Effect Size and Bootstrapping – Effect Size and Bootstrapping Methods in Paired t-Test

bootstrapeffect-sizepaired-datat-test

I have multiple paired $t$-tests, such as one giving results:

$t_{14} = 2.7,\ p = .017$

Although people seem to do effect sizes in different ways in repeated samples, I have taken the mean difference divided by the standard deviation of the differences (I'll call this $d$, though maybe I should call it something else?) and get $0.70$. I also have a very strong correlation between the samples, not sure if that is problematic.

I would like to put confidence limits around my effect size estimate. To do so, I randomly resample from the difference scores, compute $d$ in the same way and repeat 1000 times. My question is whether this is a good approach, rather than, say, just giving confidence limits around the unstandardised difference or resampling from the original samples. My bootstrap gives me a mean $d$ of $0.79$ with confidence limits of $[0.4, 1.4]$. I've tried this on other random data too. Why am I getting a consistently higher $d$ from bootstrapping, and why are the intervals asymmetric? Is this because of skew in the (difference) scores, and does this make this approach more or less robust?

Edit: here is an example of the data involved. 15 people were measured two times.

Mean A = 1742; SD = 435
Mean B = 1820; SD = 426
Mean difference = 78, SD of differences = 111, $d$ = 0.70

Best Answer

I will attempt to answer but I am not totally sure on my own knowledge on the subject.

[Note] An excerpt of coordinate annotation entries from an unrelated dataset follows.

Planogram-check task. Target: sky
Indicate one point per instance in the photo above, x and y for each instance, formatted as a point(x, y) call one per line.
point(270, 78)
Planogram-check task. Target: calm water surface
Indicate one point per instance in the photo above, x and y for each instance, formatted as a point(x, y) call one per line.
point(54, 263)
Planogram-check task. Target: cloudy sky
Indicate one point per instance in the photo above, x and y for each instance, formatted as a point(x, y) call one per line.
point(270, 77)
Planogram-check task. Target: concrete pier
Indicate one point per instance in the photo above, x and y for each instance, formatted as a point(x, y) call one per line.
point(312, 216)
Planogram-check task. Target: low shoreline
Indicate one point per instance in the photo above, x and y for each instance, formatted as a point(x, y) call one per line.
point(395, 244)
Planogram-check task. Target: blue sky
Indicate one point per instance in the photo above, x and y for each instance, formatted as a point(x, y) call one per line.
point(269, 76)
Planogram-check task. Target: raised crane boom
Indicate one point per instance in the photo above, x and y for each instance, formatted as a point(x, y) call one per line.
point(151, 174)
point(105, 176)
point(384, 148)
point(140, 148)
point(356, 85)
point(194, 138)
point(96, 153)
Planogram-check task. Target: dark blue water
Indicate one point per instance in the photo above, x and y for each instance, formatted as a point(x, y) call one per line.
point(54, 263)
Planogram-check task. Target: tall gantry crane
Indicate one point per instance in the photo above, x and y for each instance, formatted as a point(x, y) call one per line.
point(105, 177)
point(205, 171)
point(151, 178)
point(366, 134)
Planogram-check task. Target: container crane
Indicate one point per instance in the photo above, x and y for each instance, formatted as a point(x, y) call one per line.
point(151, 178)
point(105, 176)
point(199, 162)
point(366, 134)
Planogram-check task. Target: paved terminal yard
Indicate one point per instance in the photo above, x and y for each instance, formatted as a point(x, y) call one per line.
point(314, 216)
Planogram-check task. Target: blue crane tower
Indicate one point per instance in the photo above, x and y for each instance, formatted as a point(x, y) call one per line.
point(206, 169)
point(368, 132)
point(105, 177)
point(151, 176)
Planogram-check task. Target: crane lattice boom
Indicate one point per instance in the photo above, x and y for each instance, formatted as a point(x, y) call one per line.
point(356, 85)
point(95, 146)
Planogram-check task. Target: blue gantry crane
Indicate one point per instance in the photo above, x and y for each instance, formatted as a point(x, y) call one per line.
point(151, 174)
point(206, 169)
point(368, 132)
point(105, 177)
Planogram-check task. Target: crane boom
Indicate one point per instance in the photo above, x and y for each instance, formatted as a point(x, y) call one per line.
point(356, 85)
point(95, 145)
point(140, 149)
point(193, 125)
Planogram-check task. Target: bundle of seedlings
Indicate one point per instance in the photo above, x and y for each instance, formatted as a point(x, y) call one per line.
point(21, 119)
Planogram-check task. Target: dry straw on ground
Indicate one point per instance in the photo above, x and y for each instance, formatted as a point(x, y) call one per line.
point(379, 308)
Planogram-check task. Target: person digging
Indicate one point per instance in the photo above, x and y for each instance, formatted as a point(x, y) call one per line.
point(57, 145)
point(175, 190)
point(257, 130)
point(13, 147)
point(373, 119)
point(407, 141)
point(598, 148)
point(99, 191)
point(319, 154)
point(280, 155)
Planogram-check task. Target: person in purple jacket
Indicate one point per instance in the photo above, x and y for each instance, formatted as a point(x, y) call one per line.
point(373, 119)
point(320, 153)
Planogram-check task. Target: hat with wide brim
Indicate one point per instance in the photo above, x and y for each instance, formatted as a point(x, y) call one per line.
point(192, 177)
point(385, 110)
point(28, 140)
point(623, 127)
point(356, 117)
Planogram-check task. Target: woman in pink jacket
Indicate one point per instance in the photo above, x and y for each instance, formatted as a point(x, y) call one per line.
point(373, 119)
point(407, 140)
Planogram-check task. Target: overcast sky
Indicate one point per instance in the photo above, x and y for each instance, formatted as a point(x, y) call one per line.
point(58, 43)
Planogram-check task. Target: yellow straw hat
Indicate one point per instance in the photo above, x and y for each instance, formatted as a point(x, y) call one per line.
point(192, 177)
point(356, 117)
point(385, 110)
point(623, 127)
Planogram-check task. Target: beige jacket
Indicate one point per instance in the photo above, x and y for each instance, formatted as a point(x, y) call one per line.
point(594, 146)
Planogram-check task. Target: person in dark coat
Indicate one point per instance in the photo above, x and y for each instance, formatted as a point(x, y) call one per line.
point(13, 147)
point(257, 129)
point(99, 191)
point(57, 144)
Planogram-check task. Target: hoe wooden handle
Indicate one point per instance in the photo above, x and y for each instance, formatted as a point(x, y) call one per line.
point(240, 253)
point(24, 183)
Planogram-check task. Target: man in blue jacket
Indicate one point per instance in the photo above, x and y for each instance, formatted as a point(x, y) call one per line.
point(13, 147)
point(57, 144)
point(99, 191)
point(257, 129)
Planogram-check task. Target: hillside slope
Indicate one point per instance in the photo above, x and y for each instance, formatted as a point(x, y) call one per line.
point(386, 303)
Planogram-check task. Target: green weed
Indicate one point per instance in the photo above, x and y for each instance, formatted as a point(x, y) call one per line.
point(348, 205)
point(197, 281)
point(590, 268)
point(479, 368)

Bootstrap, as far as I know is always done on the original data. In your case the original data is pairs of data. So to do a bootstrap, you would have to random sample (with replacement) on the pairs of the original data. That is equivalent to do the bootstrap on the difference scores and performing the effect size calculation as you described on the samples.

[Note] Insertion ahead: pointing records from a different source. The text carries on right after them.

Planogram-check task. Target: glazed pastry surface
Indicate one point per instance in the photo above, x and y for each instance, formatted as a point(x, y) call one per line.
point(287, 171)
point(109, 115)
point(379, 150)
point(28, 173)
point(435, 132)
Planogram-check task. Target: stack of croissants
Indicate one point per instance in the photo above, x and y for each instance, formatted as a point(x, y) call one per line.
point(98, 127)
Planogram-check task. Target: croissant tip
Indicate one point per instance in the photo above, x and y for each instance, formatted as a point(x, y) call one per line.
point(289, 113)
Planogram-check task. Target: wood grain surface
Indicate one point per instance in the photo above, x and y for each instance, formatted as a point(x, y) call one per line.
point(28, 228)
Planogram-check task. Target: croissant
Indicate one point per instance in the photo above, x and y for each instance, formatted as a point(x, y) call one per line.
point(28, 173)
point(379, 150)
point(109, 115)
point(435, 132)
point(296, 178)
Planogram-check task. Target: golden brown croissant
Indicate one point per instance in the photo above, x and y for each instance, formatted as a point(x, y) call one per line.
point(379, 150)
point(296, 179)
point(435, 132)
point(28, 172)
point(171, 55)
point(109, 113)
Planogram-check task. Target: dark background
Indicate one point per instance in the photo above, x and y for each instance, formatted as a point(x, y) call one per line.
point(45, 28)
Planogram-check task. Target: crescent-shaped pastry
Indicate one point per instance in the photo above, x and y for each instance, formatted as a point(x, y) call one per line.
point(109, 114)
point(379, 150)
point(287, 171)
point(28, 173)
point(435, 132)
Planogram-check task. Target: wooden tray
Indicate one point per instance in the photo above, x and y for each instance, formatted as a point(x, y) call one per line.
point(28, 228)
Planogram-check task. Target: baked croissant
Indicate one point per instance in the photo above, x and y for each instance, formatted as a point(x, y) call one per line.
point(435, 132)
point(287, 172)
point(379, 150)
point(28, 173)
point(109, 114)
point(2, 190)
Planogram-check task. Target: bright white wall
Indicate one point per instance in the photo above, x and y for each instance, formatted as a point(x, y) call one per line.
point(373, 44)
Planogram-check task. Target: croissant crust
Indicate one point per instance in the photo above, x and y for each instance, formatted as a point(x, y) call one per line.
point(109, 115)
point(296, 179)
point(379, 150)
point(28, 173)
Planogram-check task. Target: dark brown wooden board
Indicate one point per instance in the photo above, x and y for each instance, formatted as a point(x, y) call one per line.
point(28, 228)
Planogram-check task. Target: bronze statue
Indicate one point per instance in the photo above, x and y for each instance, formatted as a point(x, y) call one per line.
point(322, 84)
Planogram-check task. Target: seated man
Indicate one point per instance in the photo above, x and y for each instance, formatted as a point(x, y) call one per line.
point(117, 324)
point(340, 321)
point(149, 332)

I get a different result from you (in R)

a=read.table(header=F,text="
1999 2040
1501 1601
1552 1623
2385 2386
2488 2671
1257 1218
1806 1719
1348 1405
2048 2079
1810 2017
1308 1356
2310 2324
1247 1616
1839 1878
1235 1370
")
d=a$V2-a$V1
mean(d)/sd(d)
[1] 0.7006464
aux=function(x,i) mean(x[i])/sd(x[i])
bb=boot::boot(d,aux,R=1000)
mean(bb$t)
[1] 0.7530415
boot::boot.ci(bb)
BOOTSTRAP CONFIDENCE INTERVAL CALCULATIONS
Based on 1000 bootstrap replicates

CALL : 
boot::boot.ci(boot.out = bb)

Intervals : 
Level      Normal              Basic         
95%   ( 0.1840,  1.0846 )   ( 0.1454,  1.0570 )      

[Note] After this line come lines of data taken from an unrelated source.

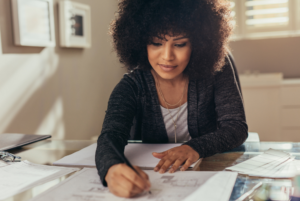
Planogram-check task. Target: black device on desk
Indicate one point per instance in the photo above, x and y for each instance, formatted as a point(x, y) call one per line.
point(14, 140)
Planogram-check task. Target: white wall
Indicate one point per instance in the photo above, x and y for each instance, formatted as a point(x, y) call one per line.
point(268, 55)
point(58, 91)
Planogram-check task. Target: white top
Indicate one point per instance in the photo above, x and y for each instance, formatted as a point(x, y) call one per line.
point(182, 133)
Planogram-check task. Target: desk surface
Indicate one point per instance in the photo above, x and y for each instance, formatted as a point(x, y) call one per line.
point(48, 151)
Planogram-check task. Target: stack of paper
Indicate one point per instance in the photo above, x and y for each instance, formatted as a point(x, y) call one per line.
point(20, 176)
point(188, 186)
point(272, 163)
point(139, 154)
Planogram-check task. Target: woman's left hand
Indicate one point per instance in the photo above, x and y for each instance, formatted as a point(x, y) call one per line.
point(176, 157)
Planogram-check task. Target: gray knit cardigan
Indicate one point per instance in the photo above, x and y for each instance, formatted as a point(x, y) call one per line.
point(216, 117)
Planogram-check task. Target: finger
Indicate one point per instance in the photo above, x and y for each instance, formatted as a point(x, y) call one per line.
point(132, 176)
point(118, 190)
point(160, 163)
point(167, 164)
point(143, 175)
point(129, 185)
point(176, 165)
point(186, 165)
point(160, 155)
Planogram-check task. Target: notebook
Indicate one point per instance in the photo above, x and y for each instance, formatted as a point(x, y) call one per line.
point(15, 140)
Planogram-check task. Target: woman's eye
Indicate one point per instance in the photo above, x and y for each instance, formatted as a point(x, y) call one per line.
point(156, 44)
point(180, 45)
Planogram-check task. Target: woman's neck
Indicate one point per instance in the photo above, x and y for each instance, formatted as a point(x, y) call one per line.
point(175, 82)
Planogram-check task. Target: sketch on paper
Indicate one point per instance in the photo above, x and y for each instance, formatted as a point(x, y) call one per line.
point(86, 186)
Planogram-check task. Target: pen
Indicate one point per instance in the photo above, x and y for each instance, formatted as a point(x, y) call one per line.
point(247, 194)
point(123, 157)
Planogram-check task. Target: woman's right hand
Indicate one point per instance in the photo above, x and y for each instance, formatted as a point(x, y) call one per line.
point(122, 181)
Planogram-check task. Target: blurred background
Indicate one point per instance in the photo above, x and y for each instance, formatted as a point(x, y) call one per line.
point(64, 91)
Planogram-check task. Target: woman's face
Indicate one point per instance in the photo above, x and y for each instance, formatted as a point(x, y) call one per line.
point(169, 56)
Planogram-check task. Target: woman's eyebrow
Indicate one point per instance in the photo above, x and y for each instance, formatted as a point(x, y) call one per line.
point(180, 38)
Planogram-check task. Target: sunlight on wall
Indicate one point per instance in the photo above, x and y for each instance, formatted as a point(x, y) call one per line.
point(20, 76)
point(53, 123)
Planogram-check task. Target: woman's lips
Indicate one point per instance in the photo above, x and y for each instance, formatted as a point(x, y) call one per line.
point(167, 67)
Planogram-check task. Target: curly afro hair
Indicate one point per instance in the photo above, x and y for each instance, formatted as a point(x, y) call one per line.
point(205, 22)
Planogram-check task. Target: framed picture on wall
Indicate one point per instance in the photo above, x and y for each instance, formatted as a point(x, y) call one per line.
point(75, 24)
point(33, 22)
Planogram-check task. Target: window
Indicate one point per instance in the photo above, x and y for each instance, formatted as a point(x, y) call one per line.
point(265, 18)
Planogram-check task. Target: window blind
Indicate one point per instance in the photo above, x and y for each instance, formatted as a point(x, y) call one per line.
point(267, 13)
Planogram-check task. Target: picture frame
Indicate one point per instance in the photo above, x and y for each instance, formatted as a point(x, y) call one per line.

Level     Percentile            BCa          
95%   ( 0.3443,  1.2559 )   ( 0.1634,  1.0722 )  
Calculations and Intervals on Original Scale
Some BCa intervals may be unstable

(code corrected as per the comments)

Indeed the direct calculation of the effect size (mean(d)/sd(d)) is not similar to the bootstrap calculation (mean(bb$t)). I dont know how to explain it

The only confidence interval that matches yours in the percentile (I dont really know which interval to choose on theoretical grounds - I use the BCa - I think it was suggested somewhere)

The second way to calculate a CI on effect size is to use analytical formulas. This question on CV discussed the formulas How can i calculate the 95% confidence interval of an effect size if I have the mean difference score, CI of that difference score

Using the MBESS package I get the following CI

MBESS::ci.sm(Mean = mean(d), SD=sd(d),N=length(d))
[1] "The 0.95 confidence limits for the standardized mean are given as:"
$Lower.Conf.Limit.Standardized.Mean
[1] 0.1231584

$Standardized.Mean
[1] 0.7006464

$Upper.Conf.Limit.Standardized.Mean
[1] 1.258396

As for your suggestion on computing the confidence interval for the difference score and using it to compute a confidence interval on the effect size, I have never heard of it, and I would suggest not using it.

Related Solutions

Solved – Paired versus unpaired t-test

I agree with the points that both Frank and Peter make but I think there is a simple formula that gets to the heart of the issue and may be worthwhile for the OP to consider.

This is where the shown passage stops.